Here, a hit list of six of the best foods from A Christmas Carol.
This week, Charles Dickens’s classic holiday novella, A Christmas Carol, turns 171 years old. Like Christmas itself, the book is full of food and drinks—many of which are still classic holiday dishes today and some of which have been forgotten. Here, a hit list of six of the best foods from A Christmas Carol.
Served by Mr. Fezziwig (Scrooge’s former mentor) at a party in Scrooge’s past, negus is a sort of hot wine punch made with port, sugar, lemon and water. This hot spiced wine is a bit more complex but would fit right in at a party like Fezziwig’s.
Also served at Mr. Fezziwig’s, mince pies were and still are English Christmas pies. While they were traditionally made with minced meat (typically mutton), fruits and spices, the pies are now commonly made without the meat.
Barrels of Oysters
When Scrooge first encounters the Ghost of Christmas Present, the spirit is sitting on an enormous throne made out of food. The components include suckling pigs, sausages, chestnuts, an assortment of fruits and barrels of oysters. While you might not be able to afford an entire barrel of oysters today (they were cheap back in 1800s England), a dozen or so served on the half-shell are the perfect Christmas hors d’œuvres.
Related: Christmas Appetizers
Peeking into Bob Cratchit’s Christmas with the Ghost of Christmas Past, Scrooge sees that the family’s meager but meaningful Christmas dinner consists of apple sauce, mashed potatoes and a roast goose. Though it’s much less prevalent now, goose is still served at many Christmas dinners. Jacques Pépin has a recipe that includes a trick for getting extra-crispy skin.
Dinner at Cratchit’s house ends with a traditional Christmas pudding, which Dickens describes as “a speckled cannon-ball, so hard and firm, blazing in half of half a quartern of ignited brandy, and bedight with Christmas holly stuck into the top.” Sometimes called plum pudding, Christmas pudding is a is made with dried fruits, egg, fat of some sort, brandy and molasses, spiced with cinnamon, nutmeg, cloves and ginger. It’s aged for at least a month and, when served, doused in alcohol and lit on fire.

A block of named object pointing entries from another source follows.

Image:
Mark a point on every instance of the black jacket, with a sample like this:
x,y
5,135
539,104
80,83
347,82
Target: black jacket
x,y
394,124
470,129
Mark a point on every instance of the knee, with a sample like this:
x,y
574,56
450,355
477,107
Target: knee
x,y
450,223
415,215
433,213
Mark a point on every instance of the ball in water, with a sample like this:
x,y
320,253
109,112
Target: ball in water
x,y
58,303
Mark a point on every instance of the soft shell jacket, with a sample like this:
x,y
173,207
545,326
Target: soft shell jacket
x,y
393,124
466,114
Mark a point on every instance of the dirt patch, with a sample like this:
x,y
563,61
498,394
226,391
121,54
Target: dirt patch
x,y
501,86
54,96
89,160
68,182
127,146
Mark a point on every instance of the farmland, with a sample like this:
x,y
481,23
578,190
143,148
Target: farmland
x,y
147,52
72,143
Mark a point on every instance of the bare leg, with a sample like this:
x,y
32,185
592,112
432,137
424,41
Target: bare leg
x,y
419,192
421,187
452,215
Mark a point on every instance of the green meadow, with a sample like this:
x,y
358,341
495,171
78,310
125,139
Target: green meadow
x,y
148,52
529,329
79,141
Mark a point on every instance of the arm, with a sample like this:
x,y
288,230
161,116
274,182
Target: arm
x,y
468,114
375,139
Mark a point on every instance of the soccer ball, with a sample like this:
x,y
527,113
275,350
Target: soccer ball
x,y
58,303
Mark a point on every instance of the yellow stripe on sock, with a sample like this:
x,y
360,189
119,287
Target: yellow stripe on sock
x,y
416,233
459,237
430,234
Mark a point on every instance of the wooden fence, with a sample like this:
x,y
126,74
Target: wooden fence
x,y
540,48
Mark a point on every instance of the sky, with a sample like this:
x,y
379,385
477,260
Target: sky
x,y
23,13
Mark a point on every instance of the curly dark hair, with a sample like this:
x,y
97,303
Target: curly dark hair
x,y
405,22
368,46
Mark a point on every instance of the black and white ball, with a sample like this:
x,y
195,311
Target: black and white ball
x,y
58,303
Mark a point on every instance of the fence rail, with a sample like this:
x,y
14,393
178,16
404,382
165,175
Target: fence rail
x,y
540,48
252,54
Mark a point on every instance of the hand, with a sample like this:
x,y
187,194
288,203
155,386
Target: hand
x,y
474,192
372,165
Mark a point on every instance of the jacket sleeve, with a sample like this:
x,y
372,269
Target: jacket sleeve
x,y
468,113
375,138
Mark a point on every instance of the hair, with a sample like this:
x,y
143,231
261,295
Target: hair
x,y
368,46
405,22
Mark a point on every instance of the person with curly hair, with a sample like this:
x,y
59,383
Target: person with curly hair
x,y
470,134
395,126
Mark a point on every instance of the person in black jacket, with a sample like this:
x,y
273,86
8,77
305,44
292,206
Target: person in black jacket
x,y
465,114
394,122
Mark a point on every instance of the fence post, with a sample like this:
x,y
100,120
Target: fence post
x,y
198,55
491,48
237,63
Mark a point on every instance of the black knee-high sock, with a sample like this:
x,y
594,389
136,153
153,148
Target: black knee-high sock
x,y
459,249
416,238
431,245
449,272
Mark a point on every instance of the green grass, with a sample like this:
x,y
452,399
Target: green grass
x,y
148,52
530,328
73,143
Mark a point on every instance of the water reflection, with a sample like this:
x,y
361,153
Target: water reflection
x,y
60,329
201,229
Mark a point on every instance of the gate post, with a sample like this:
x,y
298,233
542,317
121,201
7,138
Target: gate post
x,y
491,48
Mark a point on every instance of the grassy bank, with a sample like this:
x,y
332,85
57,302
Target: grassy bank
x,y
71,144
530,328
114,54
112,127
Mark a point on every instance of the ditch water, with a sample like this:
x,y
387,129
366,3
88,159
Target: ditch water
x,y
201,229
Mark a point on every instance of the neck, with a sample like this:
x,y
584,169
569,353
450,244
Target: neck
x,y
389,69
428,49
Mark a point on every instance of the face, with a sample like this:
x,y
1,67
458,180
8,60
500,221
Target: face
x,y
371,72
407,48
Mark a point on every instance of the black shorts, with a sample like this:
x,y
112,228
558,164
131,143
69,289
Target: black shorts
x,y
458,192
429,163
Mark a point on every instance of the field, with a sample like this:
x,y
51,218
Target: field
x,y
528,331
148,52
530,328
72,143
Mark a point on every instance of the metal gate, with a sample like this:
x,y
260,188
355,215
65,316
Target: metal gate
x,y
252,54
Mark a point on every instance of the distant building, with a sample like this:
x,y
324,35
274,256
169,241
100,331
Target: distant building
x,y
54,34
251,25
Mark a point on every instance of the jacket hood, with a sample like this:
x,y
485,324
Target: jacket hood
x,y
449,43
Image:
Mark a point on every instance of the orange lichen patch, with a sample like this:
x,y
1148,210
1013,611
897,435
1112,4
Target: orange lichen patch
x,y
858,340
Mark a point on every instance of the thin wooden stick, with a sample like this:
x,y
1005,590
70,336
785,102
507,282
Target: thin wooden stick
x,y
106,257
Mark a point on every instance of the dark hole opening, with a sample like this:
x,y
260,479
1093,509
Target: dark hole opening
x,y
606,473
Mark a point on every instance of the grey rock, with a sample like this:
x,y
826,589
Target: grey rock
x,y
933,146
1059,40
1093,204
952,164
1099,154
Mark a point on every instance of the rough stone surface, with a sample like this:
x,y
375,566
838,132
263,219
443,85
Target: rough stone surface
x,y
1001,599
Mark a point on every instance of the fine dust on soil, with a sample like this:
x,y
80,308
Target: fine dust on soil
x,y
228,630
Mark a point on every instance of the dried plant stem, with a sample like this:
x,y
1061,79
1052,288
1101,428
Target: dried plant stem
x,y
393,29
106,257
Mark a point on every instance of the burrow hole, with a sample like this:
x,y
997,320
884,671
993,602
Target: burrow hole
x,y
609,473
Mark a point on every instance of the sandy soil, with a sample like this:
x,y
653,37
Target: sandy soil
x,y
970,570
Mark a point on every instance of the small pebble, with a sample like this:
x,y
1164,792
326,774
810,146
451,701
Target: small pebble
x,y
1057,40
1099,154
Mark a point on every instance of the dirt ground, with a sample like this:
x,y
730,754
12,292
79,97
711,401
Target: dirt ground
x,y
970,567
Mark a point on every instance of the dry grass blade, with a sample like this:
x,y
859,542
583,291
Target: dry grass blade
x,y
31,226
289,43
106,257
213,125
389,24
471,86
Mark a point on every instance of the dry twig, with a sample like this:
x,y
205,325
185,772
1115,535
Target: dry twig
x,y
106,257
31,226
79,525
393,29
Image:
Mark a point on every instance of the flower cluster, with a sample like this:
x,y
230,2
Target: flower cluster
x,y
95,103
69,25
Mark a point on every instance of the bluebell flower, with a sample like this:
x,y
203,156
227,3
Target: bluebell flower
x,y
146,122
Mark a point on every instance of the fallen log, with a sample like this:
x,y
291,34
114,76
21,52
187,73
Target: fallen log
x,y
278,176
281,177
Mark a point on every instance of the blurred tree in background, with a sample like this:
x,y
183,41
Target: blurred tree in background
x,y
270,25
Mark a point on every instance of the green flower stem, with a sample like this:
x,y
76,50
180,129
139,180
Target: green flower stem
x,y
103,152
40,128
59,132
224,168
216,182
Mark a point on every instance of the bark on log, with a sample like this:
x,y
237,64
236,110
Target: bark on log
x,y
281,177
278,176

When his night of ghost visitations is over, Scrooge, now a changed man, throws open his windows and calls down to a boy on the street, asking him if the big turkey is still hanging in the store. “The one as big as me?” the boy asks. Scrooge goes on to prove his new generosity by giving the turkey to the Cratchits. Back in 1800s England, turkeys were far more exotic than they are now, so a giant turkey would be a serious treat. Not that we would turn our noses up at an incredible roast turkey like this one.